China is set to quintuple tax on the use of arable land for
non-farming purposes and charge foreign invested companies as much
as their domestic peers in a bid to protect farm land and better
control land supply, according to an ordinance released by the
State Council on Thursday.
Signed by Premier Wen Jiabao, the instrument took effect as of
Dec. 1 and replaced the 1987 edition which had allowed
foreign-invested companies to be exempt from the land use tax.
Sources with the State Administration of Taxation said that the
toughened requirements would give taxation a bigger leverage in
protecting the country's land for cultivation, which had shrunk 4.6
million mu from the end of last year to 1.827 billion mu, only
slightly higher than the danger mark of 1.8 billion mu (120 million
hectares) set by the government to feed its people.

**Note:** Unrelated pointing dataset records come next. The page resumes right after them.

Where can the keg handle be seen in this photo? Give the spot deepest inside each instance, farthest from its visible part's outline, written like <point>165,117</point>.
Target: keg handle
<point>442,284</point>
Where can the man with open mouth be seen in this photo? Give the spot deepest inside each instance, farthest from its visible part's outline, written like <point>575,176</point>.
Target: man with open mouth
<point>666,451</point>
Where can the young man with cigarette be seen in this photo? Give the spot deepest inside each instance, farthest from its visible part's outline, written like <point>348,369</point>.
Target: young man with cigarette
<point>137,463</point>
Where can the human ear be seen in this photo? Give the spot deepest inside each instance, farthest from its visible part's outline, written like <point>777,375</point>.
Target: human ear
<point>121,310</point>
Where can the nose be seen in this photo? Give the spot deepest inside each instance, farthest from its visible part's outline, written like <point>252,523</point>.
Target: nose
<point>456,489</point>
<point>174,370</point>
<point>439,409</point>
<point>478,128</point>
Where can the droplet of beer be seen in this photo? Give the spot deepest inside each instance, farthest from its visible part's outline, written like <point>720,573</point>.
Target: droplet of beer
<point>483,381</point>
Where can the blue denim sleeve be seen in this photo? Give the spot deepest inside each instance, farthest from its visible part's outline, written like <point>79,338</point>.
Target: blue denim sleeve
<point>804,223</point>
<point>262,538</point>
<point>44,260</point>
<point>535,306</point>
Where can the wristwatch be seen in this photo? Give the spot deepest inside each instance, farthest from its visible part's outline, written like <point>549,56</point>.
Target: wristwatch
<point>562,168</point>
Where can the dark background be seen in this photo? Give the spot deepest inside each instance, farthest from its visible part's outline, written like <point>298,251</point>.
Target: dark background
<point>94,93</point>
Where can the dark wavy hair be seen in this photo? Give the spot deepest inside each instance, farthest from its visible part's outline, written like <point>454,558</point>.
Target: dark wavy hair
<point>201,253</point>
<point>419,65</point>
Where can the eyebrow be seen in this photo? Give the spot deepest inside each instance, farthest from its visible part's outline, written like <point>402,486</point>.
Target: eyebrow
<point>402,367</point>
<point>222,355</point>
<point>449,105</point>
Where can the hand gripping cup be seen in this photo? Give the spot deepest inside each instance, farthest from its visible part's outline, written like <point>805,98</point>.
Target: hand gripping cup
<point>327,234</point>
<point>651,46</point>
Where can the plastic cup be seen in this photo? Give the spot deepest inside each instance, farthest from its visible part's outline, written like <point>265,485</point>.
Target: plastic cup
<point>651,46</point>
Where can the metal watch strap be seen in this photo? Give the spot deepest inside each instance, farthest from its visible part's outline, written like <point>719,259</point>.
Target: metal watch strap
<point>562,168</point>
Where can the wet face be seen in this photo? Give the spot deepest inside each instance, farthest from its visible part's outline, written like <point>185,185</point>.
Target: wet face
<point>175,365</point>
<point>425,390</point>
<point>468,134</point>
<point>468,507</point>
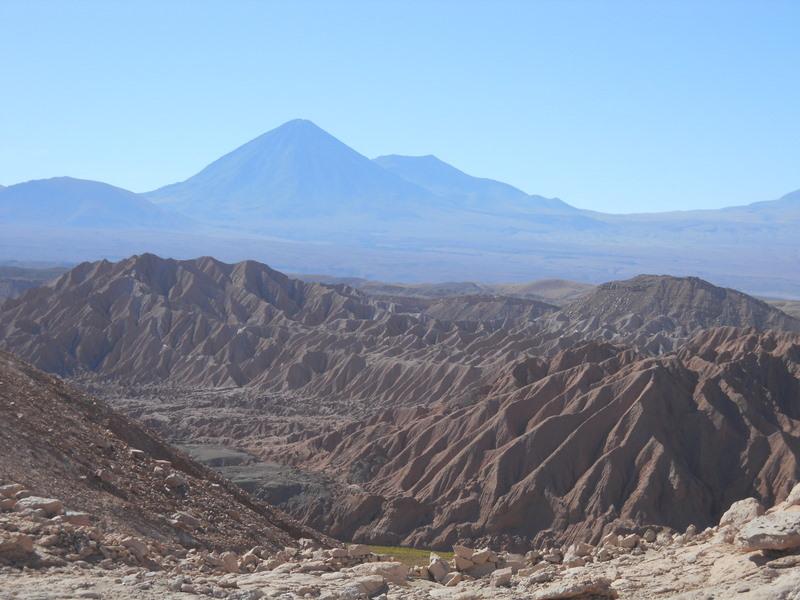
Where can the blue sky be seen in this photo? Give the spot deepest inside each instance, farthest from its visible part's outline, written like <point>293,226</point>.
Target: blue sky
<point>614,106</point>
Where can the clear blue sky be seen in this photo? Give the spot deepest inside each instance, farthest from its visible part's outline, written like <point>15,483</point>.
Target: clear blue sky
<point>615,106</point>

The government has been using land as a crucial macro-economic
control measure on top of fiscal and monetary measures to prevent
the excessive growth in fixed-assets investment and the sprawling
of urbanization.
In the early days of China's economic reforms, local governments
were obsessed with attracting foreign investment with cheaper or
even free land. As factories and high-rises sprang up while cities
and townships sprawled fast, farmers who were not properly
compensated for the farmland they lost were outraged.
Under the ordinance, in places where per capita arable land is
below one mu (0.067 hectare), investors have to pay a land-use tax
of 10 to 50 yuan per square meter(1.3 to 6.7 U.S. dollars) compared
with the previous two to ten yuan (27 cents to 1.35 U.S.
dollars).
Investors will only need to pay six to 30 yuan (81 cents to 4.05
U.S. dollars) for each square meter they use if local per capita
arable land range from two to three mu.
The lowest tax rates of five to 25 yuan (68 cents to 3.4 U.S.

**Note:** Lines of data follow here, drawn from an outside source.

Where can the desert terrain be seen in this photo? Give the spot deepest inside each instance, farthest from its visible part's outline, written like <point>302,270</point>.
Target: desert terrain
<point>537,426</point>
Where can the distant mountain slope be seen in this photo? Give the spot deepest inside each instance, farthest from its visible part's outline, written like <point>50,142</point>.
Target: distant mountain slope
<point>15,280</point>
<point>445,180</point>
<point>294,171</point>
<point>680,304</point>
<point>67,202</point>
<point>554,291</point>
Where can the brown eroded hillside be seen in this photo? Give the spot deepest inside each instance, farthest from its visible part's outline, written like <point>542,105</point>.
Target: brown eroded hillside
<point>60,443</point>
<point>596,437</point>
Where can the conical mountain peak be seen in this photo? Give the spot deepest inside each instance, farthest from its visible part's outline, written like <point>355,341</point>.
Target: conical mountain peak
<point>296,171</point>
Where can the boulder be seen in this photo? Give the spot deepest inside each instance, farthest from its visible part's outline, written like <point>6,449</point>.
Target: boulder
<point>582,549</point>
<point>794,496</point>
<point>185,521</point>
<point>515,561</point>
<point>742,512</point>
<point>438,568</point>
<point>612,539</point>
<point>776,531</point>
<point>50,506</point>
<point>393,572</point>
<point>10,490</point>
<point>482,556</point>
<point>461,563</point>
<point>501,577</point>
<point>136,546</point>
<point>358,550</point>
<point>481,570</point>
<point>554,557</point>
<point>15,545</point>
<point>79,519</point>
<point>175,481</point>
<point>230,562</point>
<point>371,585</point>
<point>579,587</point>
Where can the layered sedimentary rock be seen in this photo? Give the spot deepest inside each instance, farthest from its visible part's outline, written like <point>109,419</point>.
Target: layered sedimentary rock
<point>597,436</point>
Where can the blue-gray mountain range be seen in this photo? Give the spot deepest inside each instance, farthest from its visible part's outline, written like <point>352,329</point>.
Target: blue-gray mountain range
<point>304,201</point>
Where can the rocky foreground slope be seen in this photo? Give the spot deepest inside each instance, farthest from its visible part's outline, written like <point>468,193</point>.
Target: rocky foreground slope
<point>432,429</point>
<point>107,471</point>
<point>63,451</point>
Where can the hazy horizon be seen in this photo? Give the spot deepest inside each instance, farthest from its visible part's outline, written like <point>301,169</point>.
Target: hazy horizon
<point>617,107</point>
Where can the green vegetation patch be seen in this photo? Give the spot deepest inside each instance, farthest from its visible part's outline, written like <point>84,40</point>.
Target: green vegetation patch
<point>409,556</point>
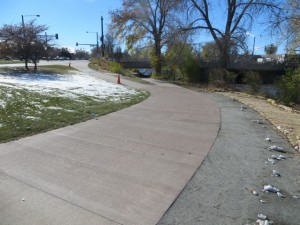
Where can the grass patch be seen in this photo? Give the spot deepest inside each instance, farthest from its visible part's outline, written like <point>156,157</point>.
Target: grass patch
<point>50,69</point>
<point>24,113</point>
<point>3,61</point>
<point>114,67</point>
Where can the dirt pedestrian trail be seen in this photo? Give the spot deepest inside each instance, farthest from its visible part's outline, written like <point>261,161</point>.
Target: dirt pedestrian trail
<point>220,192</point>
<point>123,168</point>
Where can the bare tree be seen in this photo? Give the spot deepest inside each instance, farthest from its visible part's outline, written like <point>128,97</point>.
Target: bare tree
<point>291,24</point>
<point>26,42</point>
<point>146,21</point>
<point>231,27</point>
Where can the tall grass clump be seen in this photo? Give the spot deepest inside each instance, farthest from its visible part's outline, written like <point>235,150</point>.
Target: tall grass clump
<point>288,87</point>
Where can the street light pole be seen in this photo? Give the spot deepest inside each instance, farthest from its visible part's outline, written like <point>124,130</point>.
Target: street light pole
<point>23,23</point>
<point>24,35</point>
<point>253,46</point>
<point>97,37</point>
<point>102,37</point>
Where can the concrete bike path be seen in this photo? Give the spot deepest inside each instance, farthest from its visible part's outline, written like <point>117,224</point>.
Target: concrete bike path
<point>123,168</point>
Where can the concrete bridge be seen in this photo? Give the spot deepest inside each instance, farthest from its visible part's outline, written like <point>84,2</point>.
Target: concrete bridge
<point>134,64</point>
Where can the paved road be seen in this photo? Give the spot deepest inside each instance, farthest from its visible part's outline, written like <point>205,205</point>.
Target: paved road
<point>124,168</point>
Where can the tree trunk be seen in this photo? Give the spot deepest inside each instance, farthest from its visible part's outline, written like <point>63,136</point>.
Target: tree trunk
<point>158,58</point>
<point>26,64</point>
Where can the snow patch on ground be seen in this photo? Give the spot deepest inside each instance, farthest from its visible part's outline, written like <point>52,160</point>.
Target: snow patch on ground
<point>74,85</point>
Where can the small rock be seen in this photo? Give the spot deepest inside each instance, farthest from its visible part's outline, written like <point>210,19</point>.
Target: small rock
<point>280,157</point>
<point>276,173</point>
<point>262,216</point>
<point>280,195</point>
<point>271,160</point>
<point>260,222</point>
<point>268,139</point>
<point>269,188</point>
<point>276,148</point>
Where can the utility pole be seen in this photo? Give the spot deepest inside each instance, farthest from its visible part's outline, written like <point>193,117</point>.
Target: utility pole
<point>102,37</point>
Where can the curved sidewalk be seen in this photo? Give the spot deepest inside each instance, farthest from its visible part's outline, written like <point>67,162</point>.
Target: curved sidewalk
<point>123,168</point>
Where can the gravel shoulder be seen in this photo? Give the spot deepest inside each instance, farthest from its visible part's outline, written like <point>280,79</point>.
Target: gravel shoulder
<point>285,119</point>
<point>220,192</point>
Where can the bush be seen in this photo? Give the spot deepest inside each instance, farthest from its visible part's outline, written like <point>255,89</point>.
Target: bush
<point>289,87</point>
<point>115,67</point>
<point>195,73</point>
<point>221,77</point>
<point>253,80</point>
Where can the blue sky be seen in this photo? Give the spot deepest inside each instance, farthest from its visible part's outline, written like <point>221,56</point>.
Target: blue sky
<point>72,18</point>
<point>69,18</point>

dollars) will apply to where per capita arable land stands above
three mu.
The State Administration of Taxation didn't identify the
increment that the regulations may result in taxation revenue. But
sources with the administration said that money would be mainly go
to agriculture and farmers.
The ordinance also scrapped the previous "zero-tax" treatment
for the construction of railways, airport runways and parking
aprons and imposes a rate of two-yuan per square meter for such
usage.
China's alert on inefficient land use and shrinking farm land
was marked by a central government order to adopt the strictest
management of land resources in 2004.
In mid-September, the Ministry of Land Resources (MLR) kicked
off a 100-day campaign to crack down on local governments which
illegally transfer householders' land to property developers.
On Wednesday, the MLR together with the Ministry of Finance and
the People's Bank of China jointly issued a circular, requiring
local governments to track land supply in a systematic and regular
manner so as to improve a land reserve system amid intense concerns
over a 9.5 percent year-on-year housing price rise in 70 major
cities this October.
(Xinhua News Agency December 7, 2007)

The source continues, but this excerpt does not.